Und was ist mit den „schlechten Gewohnheiten“?

Leider unterscheidet unser Gehirn nicht zwischen positiven und negativen Gewohnheiten, d. h., ob sie uns nützen oder schaden. Haben sich schlechte Gewohnheiten eingeschliffen, ist es schwer, sie wieder loszuwerden. Gerade deshalb ist es wichtig, die Kraft der Gewohnheiten zu nutzen und positive Routinen zu verinnerlichen. Im besten Falle ziehen sie als Schlüsselroutinen andere positive Gewohnheiten mit sich: Wenn ich mehr Sport mache, achte ich vielleicht auch verstärkt auf eine gesündere Ernährung etc..

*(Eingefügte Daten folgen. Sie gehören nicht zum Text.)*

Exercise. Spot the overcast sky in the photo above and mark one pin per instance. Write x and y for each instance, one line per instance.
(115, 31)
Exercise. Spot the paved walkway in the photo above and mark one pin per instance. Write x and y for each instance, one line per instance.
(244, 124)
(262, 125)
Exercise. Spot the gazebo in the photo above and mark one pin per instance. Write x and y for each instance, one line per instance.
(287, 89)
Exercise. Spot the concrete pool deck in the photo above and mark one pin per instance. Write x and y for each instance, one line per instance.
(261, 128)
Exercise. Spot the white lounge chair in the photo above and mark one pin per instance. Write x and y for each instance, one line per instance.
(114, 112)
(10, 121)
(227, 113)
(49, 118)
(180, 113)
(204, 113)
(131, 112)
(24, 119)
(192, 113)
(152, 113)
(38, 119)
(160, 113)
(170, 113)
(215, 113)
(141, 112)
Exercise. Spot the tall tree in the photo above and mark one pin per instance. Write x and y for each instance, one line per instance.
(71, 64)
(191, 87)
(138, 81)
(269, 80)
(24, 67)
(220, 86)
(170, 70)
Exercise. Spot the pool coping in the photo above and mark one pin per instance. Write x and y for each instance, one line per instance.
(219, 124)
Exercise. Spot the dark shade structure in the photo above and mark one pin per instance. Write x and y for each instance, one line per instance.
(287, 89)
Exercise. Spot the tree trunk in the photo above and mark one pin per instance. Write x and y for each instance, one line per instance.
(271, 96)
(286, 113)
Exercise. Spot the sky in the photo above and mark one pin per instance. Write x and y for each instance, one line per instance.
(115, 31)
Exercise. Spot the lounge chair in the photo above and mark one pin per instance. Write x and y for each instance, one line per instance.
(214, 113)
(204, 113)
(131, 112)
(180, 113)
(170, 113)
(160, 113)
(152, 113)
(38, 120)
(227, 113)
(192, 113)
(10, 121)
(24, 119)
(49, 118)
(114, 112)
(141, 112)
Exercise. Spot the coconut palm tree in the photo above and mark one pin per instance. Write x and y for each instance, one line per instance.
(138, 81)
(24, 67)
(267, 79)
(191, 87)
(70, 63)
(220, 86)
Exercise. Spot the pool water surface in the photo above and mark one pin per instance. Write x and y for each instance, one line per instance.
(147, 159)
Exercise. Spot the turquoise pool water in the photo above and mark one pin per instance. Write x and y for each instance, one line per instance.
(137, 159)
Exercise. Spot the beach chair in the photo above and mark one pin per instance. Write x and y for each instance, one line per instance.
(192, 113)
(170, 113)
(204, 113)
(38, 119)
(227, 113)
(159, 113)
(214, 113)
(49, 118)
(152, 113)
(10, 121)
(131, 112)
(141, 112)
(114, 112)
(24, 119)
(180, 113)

Zudem ist es leichter, „hin zu“ einer neuen Gewohnheit zu kommen und sie zu festigen, als „weg von“ einer alten Gewohnheit und sie aufzugeben. Bei Letzterem wäre das Ziel, über Selbstbeobachtung das Verhaltensmuster zu erkennen, das bei mir die Gewohnheit auslöst und herauszufiltern, was mich unterbewusst dazu motiviert. Wenn mir diese Zusammenhänge klar werden, kann ich in den nächsten Schritten versuchen, das Muster zu durchbrechen und durch positiveres Verhalten zu ersetzen.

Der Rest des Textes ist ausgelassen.